Dal 1976 la Lake Superior state university, una piccola università del Michigan, stila una lista annuale delle “parole da mettere al bando perché usate male, troppo usate o inutili”. Sul sito dell’Independent, il giornalista e commentatore politico John Rentoul aggiorna regolarmente la sua Banned list, la lista degli stereotipi linguistici e dei neologismi che non sopporta. La settimana scorsa Ben ­Greenman, il responsabile dell’agenda culturale del New Yorker, ha chiesto ai lettori del settimanale di segnalare via Twitter una parola che vorrebbero eliminare dalla lingua inglese “per i motivi più vari: uso eccessivo, confusione etimologica, bruttezza”.

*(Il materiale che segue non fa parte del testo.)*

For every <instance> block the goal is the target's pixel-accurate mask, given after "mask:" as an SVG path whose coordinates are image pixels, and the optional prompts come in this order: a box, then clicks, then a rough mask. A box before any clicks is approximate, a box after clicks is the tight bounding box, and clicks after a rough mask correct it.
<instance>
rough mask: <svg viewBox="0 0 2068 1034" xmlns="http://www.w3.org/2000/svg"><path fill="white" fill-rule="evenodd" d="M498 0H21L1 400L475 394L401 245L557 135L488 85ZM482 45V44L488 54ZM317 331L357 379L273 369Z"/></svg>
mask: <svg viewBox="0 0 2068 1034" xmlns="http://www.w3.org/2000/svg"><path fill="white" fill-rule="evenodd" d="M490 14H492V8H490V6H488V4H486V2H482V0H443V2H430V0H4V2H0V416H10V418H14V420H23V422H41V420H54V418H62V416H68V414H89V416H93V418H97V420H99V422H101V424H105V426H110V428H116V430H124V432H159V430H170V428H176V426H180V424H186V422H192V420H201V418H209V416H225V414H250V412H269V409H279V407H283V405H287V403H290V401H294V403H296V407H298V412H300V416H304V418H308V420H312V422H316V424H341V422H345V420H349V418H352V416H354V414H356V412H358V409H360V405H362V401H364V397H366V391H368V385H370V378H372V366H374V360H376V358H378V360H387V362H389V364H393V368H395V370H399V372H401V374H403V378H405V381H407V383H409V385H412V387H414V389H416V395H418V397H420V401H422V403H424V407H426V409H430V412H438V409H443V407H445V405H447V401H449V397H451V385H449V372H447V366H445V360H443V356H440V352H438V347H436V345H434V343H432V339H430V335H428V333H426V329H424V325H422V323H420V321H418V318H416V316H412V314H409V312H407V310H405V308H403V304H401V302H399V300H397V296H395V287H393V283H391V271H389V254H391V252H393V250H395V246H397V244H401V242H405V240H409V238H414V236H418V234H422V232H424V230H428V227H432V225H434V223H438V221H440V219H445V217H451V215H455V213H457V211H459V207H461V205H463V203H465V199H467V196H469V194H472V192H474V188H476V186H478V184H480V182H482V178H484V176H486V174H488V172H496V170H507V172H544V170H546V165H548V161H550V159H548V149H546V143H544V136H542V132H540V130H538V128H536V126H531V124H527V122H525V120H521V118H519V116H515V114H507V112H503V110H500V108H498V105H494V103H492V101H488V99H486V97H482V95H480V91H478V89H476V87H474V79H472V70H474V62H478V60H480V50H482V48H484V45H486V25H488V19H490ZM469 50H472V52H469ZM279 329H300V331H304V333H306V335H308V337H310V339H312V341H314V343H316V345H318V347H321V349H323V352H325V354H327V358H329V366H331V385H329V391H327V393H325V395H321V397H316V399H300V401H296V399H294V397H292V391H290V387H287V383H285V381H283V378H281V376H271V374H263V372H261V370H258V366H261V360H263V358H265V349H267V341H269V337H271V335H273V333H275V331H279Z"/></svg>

In poche ore ha ricevuto migliaia di proposte: “Se eliminassimo tutte le parole indicate dai nostri lettori, non ci sarebbero più parole”, ha osservato. “Quando la febbre del divieto attecchisce, può essere difficile contrastarla”, ha commentato lo scrittore ed editor irlandese Stan Carey sul suo blog. E il rischio è che degeneri in compiaciuta pedanteria. Lo sa bene l’Economist, che nella sua guida di stile distingue tra “luoghi comuni”, “parole orrende” e “parole del gergo giornalistico”. Ma prima di tutto invita a diffidare dei divieti.